Announcements

Stay informed about Portkey's newest releases, features, and improvements

21 Oct, 2025
Rate limit support for both tokens and requests
You can now set rate limits for both tokens and requests under an API key.
Request-based limits: Control the number of requests per minute, hour, or day.
Token-based limits: Control the number of tokens consumed per minute, hour, or day.
This gives you more precise control over usage, budgets, and traffic patterns across teams and applications.
16 Oct, 2025
Day 0 support for Claude Haiku 4.5!
Claude Haiku 4.5 is Anthropic’s fastest, most efficient model yet, delivering near-frontier performance at a fraction of the cost. It’s ideal for real-time agents, chatbots, and reasoning-heavy workloads where speed matters.
With Portkey, you can bring Haiku 4.5 into production with:
✅ Unified access via Bedrock, Vertex AI, and Anthropic providers
✅ Guardrails for safe, compliant usage
✅ Full observability across logs, latency, and spend
✅ Budget and rate-limit controls for teams and apps
7 Oct, 2025
Use OpenAI’s AgentKit with any provider🚀
You can now extend OpenAI’s AgentKit to work across different LLM providers — all through Portkey
- End-to-end observability
- Guardrails for every interaction
- Cost tracking across executions
- Reliability features like fallbacks and retries
- Bring production-grade visibility and control to your agents.
Read more about this here -> https://portkey.ai/docs/integrations/libraries/openai-agent-builder
1 Oct, 2025
🚨 Model Deprecation Alert: Llama 3.1 & 3.2 on Vertex AI
Llama 3.1 and 3.2 models on Vertex AI Managed API will be deactivated on January 15, 2026.
What to do:
- Migrate to Llama 3.3 or Llama 4 (recommended)
- Update model names in your integration
- Test before the cutoff date
30 Sep, 2025
⚡ Claude Sonnet 4.5 is live on Portkey!
Anthropic’s latest Claude Sonnet 4.5 is now available through the Portkey AI Gateway.
With Portkey, you can bring Claude Sonnet 4.5 into production with:
✅ Unified access via the AI Gateway
✅ Full observability: logs, latency, and spend
✅ Budget and rate-limit controls across teams and apps
2
29 Sep, 2025
Regex replace guardrail ✏️
Your data policies aren’t always one-size-fits-all.
Alongside our PII guardrail, we’ve introduced a Regex Replace Guardrail for specific redactions.
Define custom regex patterns and automatically mask sensitive data before it reaches the model so that you can:
- Mask sensitive data (e.g., emails, phone numbers)

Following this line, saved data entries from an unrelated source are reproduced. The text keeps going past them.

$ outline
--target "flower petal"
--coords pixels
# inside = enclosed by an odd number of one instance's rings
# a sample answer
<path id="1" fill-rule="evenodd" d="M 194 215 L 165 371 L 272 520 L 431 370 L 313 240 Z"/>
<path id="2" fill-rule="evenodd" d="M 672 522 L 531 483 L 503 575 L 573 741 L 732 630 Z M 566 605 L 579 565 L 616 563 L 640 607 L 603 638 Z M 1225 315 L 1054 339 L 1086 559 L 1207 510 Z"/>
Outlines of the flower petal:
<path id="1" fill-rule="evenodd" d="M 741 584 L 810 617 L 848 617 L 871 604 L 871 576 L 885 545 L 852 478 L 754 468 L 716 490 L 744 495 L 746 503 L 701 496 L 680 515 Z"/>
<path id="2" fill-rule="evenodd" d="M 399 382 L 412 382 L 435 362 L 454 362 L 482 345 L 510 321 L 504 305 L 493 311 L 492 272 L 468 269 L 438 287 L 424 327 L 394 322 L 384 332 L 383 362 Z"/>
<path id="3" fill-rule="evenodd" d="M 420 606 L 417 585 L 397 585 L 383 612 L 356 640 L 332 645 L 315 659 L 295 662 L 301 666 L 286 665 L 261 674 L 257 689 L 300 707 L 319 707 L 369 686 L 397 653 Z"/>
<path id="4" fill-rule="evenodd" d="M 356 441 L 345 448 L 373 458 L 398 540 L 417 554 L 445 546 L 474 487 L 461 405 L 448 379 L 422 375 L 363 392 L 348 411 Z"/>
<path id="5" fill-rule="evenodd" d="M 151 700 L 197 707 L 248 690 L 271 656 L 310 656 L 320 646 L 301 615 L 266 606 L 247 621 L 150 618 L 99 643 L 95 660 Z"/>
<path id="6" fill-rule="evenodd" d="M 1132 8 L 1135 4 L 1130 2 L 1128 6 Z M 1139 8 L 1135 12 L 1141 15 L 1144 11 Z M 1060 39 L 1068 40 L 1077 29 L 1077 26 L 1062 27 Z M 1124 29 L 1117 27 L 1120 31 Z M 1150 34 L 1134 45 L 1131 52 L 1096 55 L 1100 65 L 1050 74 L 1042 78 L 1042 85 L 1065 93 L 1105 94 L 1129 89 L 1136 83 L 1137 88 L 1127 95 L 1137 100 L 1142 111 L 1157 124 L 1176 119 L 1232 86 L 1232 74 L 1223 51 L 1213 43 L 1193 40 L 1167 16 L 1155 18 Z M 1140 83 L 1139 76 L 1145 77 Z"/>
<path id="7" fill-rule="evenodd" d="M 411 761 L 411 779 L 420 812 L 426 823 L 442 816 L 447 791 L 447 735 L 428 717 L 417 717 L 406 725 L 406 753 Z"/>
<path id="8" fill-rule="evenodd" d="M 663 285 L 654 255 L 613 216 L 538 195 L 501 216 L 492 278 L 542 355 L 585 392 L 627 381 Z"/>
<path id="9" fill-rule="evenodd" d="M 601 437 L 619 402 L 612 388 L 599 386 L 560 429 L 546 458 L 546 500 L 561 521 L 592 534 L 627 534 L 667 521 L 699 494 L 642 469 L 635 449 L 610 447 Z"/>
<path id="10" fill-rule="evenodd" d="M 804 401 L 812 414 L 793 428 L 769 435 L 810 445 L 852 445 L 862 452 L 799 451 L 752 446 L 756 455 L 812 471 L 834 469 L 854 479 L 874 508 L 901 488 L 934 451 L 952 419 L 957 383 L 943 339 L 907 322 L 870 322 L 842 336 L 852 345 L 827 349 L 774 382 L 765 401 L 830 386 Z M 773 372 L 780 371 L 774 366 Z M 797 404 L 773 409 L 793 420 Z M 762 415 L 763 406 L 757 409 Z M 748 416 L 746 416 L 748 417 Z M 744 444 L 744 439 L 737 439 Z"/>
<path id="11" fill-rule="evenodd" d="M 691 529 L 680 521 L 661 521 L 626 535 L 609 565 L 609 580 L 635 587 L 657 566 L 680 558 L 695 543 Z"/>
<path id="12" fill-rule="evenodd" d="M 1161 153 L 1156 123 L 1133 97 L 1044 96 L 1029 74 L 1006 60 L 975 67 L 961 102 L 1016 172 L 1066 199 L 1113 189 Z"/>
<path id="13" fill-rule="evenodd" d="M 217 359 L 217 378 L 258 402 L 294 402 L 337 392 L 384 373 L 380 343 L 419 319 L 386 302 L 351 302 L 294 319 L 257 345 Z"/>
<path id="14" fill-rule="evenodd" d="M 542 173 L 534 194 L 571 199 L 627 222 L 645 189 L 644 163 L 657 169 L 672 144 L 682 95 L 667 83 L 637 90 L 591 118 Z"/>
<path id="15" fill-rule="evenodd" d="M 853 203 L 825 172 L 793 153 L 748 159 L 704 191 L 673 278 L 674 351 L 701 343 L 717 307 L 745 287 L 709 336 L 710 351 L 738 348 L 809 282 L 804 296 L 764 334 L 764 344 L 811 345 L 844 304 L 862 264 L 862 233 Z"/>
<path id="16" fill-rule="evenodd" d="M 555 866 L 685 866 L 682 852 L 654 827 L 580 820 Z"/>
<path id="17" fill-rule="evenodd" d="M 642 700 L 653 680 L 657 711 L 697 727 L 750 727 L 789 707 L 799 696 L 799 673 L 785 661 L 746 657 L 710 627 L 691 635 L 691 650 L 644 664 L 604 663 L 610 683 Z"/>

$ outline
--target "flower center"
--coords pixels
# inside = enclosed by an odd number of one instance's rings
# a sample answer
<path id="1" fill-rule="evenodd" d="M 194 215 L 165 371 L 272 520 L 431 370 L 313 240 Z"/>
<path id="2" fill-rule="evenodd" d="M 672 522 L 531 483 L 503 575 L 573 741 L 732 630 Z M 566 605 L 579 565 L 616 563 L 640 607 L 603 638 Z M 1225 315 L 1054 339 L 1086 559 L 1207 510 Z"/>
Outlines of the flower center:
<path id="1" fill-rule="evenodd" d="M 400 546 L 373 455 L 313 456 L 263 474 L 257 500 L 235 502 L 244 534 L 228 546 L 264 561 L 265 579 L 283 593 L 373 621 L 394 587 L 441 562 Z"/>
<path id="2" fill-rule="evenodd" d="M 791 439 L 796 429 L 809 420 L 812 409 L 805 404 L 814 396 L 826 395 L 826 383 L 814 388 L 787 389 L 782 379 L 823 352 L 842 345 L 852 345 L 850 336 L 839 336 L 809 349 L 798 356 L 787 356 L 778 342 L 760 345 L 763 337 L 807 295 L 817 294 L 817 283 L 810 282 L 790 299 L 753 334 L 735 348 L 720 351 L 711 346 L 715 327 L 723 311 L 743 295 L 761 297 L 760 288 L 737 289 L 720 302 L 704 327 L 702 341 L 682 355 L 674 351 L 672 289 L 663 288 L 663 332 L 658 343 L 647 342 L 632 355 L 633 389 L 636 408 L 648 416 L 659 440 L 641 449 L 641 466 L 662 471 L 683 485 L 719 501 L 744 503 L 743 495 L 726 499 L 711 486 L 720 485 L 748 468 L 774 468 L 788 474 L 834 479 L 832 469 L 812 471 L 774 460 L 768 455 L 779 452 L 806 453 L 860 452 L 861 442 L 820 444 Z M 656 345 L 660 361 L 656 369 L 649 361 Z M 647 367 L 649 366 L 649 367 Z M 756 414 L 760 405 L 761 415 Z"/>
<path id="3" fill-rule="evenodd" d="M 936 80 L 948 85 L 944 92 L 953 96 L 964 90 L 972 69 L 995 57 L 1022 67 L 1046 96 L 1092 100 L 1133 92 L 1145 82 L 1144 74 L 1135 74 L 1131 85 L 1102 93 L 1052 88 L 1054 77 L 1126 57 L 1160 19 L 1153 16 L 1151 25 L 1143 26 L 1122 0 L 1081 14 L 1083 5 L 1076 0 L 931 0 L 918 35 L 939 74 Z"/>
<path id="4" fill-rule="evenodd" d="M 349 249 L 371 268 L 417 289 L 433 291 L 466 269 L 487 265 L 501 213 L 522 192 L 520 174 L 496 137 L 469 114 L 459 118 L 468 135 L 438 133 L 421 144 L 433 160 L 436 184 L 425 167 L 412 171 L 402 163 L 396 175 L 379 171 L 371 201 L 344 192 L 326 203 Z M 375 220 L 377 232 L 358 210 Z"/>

- Normalize inputs before they reach the model
- Enforce consistent formatting across requests
Read more here -> https://lnkd.in/dgkPGrQF
29 Sep, 2025
Metadata-based model access guardrail 🛡️
We’ve introduced a new guardrail that lets you restrict model access based on metadata key–value pairs at runtime.
This means you can:
- Enforce tenant, region, or environment-based restrictions dynamically
- Ensure compliance policies are checked per request
- Control model usage without changing your app logic
Granular governance, enforced in real time.
2
25 Sep, 2025
Happening today: LLMs in Prod, San Francisco!
We’re teaming up with Exa to host the next edition of LLMs in Prod. Expect talks, panels, and conversations with PG&E, Postman, Palo Alto Networks, LinkedIn, Cerebras, and more, focused on running LLMs in production at scale.
📍 Exa HQ, San Francisco
📅 Today, 5–8 PM
Are we seeing you today? (few spots left!)
19 Sep, 2025
Unified Count Tokens Endpoint!
We’ve introduced a single endpoint for counting tokens across AWS Bedrock, Vertex AI, and Anthropic.
This makes it easier to:
- Get an estimate of tokens before sending the request
- Manage rate limits and costs
- Enforce routing and quota rules inside your app
- Optimize prompts to be a specific length
Read more here ->
18 Sep, 2025
Unified finish_reason parameter across providers ✅
By default, finish_reason parameter is now mapped to an OpenAI-compatible value for consistency. If you want to keep the original provider-returned value, set x-portkey-strict-openai-compliance = false.